As people have been sharing old posts of mine where I dug into some detail on generative models, some of them seem to be left with the impression that my concern with generative models is largely limited to the AGI science-fiction myth and not with the generative models per se.
This is pretty far from the truth, which prompted me to write the following on Mastodon.
Post-hoc explanations based on personal interactions with processes that are substantially random will generally be incorrect. The observed patterns will be random, not systemic.
IOW, everything written about LLMs from the perspective of a single practitioner can be dismissed out of hand. The nature of LLMs makes it impossible to distinguish signal from noise in your own practice.
I suggest not even reading these posts. Our brains are unfortunately wired to mistake confident writing for evidence.
The only studies you should take absolutely seriously are larger studies done with a meaningfully large sample size, where the study’s design takes care to account for randomness, construct validity (where applicable), and context.
I.e. not studies that claim 200% productivity improvements without noting that the tasks are entirely synthetic (they are, effectively, just testing that text extruders extrude text).
The problem is that LLMs generally don’t function well in larger impartial studies.
Impartiality is vital. Any study that is directly performed or sponsored by a vendor is not to be trusted. Don’t even read it. It doesn’t matter how well it’s constructed, there are too many ways for researcher bias to affect the results of even the most well-structured study. Vendor-affiliated studies are marketing. Nothing more.
Even studies that are independent but are based on confidential data from vendors should be dismissed out of hand. Science needs to be open.
Almost everything positive about LLMs you see today is based on extremely unreliable evidence, much of it from some of the most dishonest people you’ll find in tech (cryptocoiners, effective altruists, etc.).
Given that these models are obscenely power-hungry during a global climate crisis it’s my opinion that integrating these tools into your daily work is inherently unethical and irresponsible.
That’s without getting into the ethics of how the training data is handled or how these systems are largely being used to replace labour. I know where I stand on those topics, but you don’t need to have an opinion on them to understand that very few people should be using these systems. Just look out of the window and see that we’re in a climate crisis. That should be enough for you to step away from LLMs.
And, no. I’m not going to debate you on this. Any of you. These are complex large scale statistical models that defy individual observation.
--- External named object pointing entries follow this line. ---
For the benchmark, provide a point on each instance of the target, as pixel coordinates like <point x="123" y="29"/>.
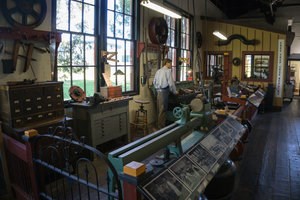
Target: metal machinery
<point x="181" y="158"/>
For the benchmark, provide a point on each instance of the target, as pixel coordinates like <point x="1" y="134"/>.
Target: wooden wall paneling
<point x="274" y="47"/>
<point x="223" y="30"/>
<point x="250" y="36"/>
<point x="236" y="51"/>
<point x="266" y="43"/>
<point x="259" y="36"/>
<point x="229" y="32"/>
<point x="244" y="47"/>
We do not further our understanding of them through personal opinions or social media arguments but through science.
Want to make a point? Get a study published in a peer-reviewed journal.
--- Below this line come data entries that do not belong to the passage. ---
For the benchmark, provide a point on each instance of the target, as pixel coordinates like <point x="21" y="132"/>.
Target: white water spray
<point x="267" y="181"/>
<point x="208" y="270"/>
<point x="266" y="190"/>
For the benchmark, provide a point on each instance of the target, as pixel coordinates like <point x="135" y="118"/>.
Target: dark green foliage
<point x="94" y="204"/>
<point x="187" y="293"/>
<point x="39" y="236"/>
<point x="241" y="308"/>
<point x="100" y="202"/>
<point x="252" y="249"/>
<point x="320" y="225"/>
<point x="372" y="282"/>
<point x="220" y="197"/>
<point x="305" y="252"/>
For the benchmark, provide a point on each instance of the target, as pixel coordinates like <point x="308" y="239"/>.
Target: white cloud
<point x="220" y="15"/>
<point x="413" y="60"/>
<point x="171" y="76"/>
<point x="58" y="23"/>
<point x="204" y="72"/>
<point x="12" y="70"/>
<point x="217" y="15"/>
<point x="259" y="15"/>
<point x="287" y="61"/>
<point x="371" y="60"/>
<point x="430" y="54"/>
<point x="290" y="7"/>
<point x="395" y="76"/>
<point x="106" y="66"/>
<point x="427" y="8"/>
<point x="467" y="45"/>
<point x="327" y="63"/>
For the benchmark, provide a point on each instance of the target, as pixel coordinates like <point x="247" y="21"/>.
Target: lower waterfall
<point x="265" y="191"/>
Besides, these are unreliable tools made by organisations we absolutely should not trust, coming out of a field (AI) with a long history of over-promising, snake oil, and even outright fraud.
The burden of proof is on them, not us.
—But, Baldur, why didn’t you make this argument in your book?
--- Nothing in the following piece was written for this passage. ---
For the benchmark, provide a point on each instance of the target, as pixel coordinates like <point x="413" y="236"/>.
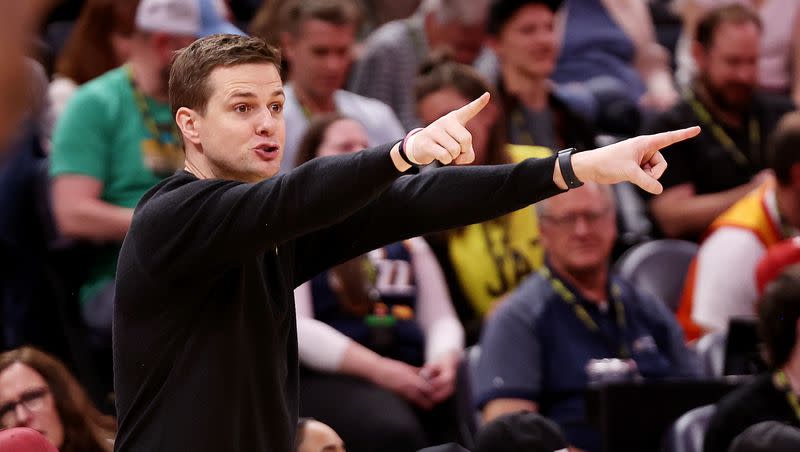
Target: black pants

If “don’t do this shit, it’ll make the global climate crisis worse” were a convincing argument in a business context, we wouldn’t have a global climate crisis.
ETA: Regarding this point:
IOW, everything written about LLMs from the perspective of a single practitioner can be dismissed out of hand. The nature of LLMs makes it impossible to distinguish signal from noise in your own practice.
The analogy here is homeopathy or acupuncture. You can’t trust your own experience to be an accurate gauge of the therapeutic benefit of these methods. Our wealth of psychological biases combined with random patterns means that individual experiences are not to be trusted.
LLMs trigger just as many psychological biases:
- Automation bias.
- Confirmation bias.
- Eliza effect.
- Automated cold reading.
- And more.
We need well-constructed larger scale studies to even begin to accurately estimate the effectiveness of these systems. If you rely on your own experiences, you will end up becoming the tech equivalent of a naturopath.